【完結】吸血侯爵と没落メイドの囚われ初恋契約


――いいか、貴女は素晴らしいんだ。絶対に、誰がどんな妬みや嫉妬で貴女を貶めようと、貴女の素晴らしさは……!

 グレンの必死な表情、そして強い眼差し、力を込めた声が色鮮やかにルネリアの頭の中に蘇っていく。そうしてルネリアは、グレンに大切に扱われている。そんな自分が不当に扱われていた過去が、まるでグレンすら踏みにじられているように感じて過去のことを許せなくなっているのだと気付いた。

(そうか、だからわたしは、怒っているんだ。グレン様すら踏みにじられてしまったんだと、考えて)

 自分が不当に扱われていた過去があっても、別にグレンが異母姉たちに侮辱されているわけではない。それなのに声に出して呟くと、ルネリアは無性にグレンの顔が見たくなった。明日になれば会えるというのに、何故だか無性に胸が熱く、ルネリアの中でグレンへの焦燥にも似た感情が増していく。

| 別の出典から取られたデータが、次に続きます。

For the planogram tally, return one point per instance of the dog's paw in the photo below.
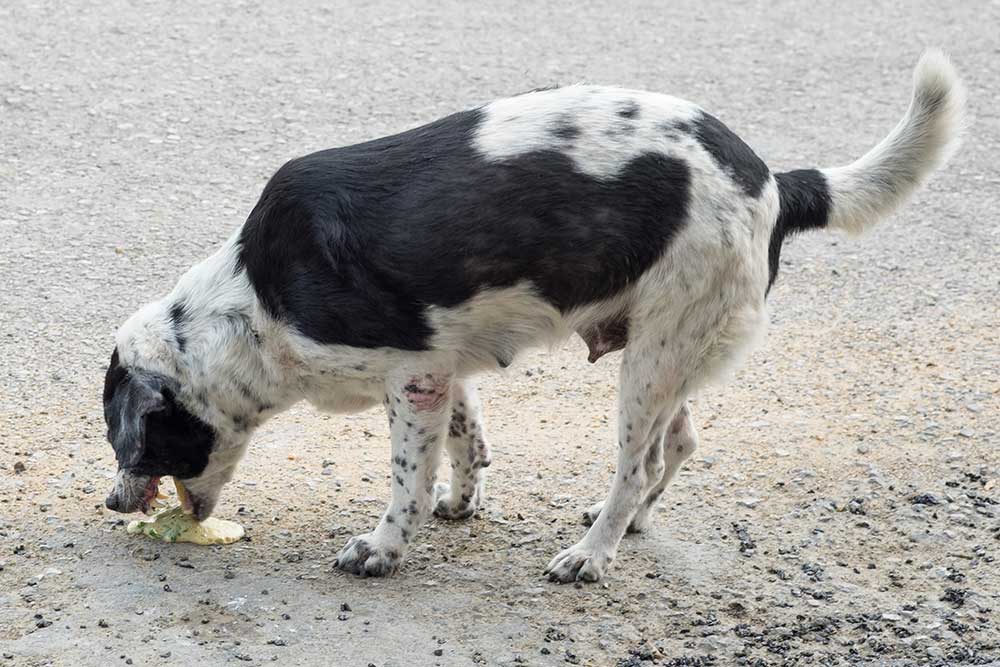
(578, 563)
(639, 524)
(454, 509)
(366, 556)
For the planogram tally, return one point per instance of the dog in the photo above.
(395, 270)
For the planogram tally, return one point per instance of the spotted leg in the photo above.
(680, 443)
(469, 454)
(419, 407)
(650, 392)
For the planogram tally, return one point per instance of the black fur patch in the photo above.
(351, 245)
(151, 432)
(629, 110)
(178, 319)
(804, 198)
(566, 130)
(731, 154)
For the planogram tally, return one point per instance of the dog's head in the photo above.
(153, 435)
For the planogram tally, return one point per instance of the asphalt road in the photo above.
(842, 509)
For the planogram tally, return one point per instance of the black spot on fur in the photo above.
(540, 89)
(804, 203)
(351, 245)
(565, 129)
(629, 110)
(151, 431)
(178, 320)
(731, 154)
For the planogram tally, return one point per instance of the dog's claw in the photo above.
(364, 557)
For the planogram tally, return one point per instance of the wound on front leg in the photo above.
(427, 393)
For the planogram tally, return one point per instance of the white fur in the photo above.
(930, 132)
(692, 315)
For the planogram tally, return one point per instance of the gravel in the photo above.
(843, 508)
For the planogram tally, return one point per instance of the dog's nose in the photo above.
(113, 502)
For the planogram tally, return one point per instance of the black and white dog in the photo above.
(393, 270)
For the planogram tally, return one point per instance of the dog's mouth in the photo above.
(151, 496)
(141, 493)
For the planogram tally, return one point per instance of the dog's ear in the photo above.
(130, 396)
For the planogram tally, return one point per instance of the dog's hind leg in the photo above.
(679, 444)
(419, 407)
(470, 455)
(652, 390)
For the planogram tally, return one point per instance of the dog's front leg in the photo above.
(419, 407)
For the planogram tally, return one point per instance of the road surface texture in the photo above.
(842, 508)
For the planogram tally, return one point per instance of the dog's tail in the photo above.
(854, 197)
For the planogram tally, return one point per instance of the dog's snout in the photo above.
(113, 502)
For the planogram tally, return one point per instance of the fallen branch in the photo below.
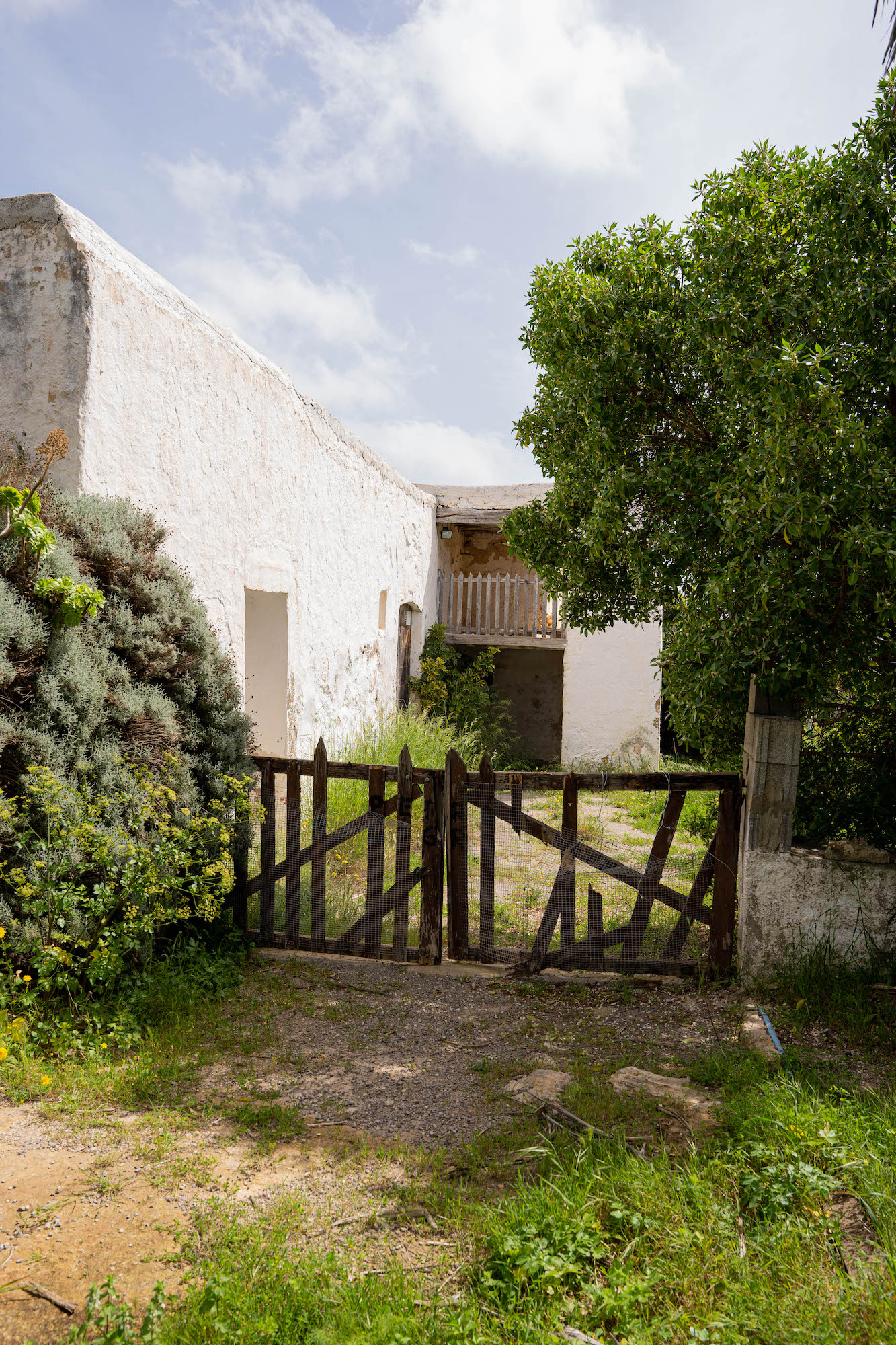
(677, 1116)
(40, 1292)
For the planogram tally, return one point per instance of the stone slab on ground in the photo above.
(540, 1086)
(663, 1089)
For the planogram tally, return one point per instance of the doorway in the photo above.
(267, 669)
(405, 629)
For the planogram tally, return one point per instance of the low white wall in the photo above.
(260, 486)
(792, 899)
(611, 696)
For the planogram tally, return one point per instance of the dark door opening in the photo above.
(405, 617)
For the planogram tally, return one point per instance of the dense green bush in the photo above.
(846, 785)
(142, 680)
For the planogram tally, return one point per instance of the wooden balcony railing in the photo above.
(506, 607)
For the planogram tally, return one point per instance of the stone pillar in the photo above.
(771, 767)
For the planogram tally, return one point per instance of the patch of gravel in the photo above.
(392, 1050)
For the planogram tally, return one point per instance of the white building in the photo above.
(321, 567)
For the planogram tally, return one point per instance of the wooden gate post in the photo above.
(376, 859)
(569, 832)
(432, 882)
(403, 856)
(721, 926)
(486, 860)
(294, 847)
(240, 855)
(456, 801)
(268, 839)
(319, 851)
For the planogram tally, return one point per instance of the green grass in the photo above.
(731, 1242)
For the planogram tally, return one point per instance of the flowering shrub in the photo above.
(88, 876)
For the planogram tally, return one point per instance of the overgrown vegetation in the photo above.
(142, 680)
(123, 753)
(459, 691)
(736, 1241)
(717, 407)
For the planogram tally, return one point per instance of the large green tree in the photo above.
(716, 406)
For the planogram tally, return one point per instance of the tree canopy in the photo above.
(716, 406)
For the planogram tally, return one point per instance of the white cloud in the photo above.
(439, 454)
(460, 258)
(25, 10)
(327, 336)
(201, 184)
(544, 84)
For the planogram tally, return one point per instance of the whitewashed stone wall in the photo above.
(260, 488)
(611, 696)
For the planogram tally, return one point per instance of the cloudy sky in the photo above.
(362, 188)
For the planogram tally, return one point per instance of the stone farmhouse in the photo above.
(322, 568)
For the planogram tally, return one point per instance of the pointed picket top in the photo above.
(405, 771)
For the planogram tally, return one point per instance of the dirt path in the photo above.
(354, 1051)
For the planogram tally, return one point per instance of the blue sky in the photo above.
(362, 190)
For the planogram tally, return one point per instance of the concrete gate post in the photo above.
(771, 769)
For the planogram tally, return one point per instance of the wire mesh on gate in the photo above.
(628, 880)
(366, 861)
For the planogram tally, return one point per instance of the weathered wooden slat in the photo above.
(693, 906)
(268, 849)
(603, 863)
(403, 856)
(516, 802)
(341, 835)
(294, 849)
(458, 917)
(653, 874)
(595, 914)
(721, 927)
(552, 913)
(432, 882)
(486, 860)
(357, 935)
(319, 849)
(376, 861)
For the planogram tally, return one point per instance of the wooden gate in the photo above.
(585, 945)
(334, 870)
(321, 892)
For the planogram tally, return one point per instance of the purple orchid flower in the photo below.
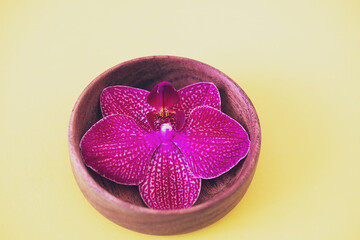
(165, 141)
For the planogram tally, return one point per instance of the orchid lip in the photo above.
(166, 132)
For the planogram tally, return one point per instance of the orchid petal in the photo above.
(198, 94)
(163, 95)
(169, 183)
(128, 101)
(212, 142)
(117, 148)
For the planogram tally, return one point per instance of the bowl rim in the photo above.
(77, 162)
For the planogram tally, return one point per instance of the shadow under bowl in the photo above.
(123, 204)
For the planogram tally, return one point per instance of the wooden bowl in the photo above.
(123, 204)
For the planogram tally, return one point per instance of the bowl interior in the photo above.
(145, 73)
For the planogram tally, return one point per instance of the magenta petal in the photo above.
(179, 119)
(127, 101)
(163, 95)
(118, 149)
(169, 184)
(198, 94)
(212, 142)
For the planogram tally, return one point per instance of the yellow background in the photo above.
(299, 62)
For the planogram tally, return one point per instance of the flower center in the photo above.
(166, 132)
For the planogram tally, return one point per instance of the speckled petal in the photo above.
(169, 184)
(163, 95)
(212, 142)
(127, 101)
(198, 94)
(118, 149)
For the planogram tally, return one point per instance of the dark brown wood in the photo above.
(123, 204)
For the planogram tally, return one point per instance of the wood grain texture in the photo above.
(123, 204)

 ルネリアは吐き出すようにゆっくりと息を吐いてから、階段に足をのせた。一つ一つ、正体の見えない感情に折り合いをつけるように階段を上がり、丁度踊り場へと差し掛かったころ、ルネリアの背後に爆音のような音が響く。

 今のは、確実に何かが爆発した音だ。

 ルネリアはそう確信しながら振り返り、あたりを見回すが、玄関ホールはいつも通りの光景を保ったままで、何かが破壊された気配はない。首をかしげながらルネリアは段差の上に置いた足を下にずらすと、足場の見通しが甘くルネリアの重心は下へと傾いた。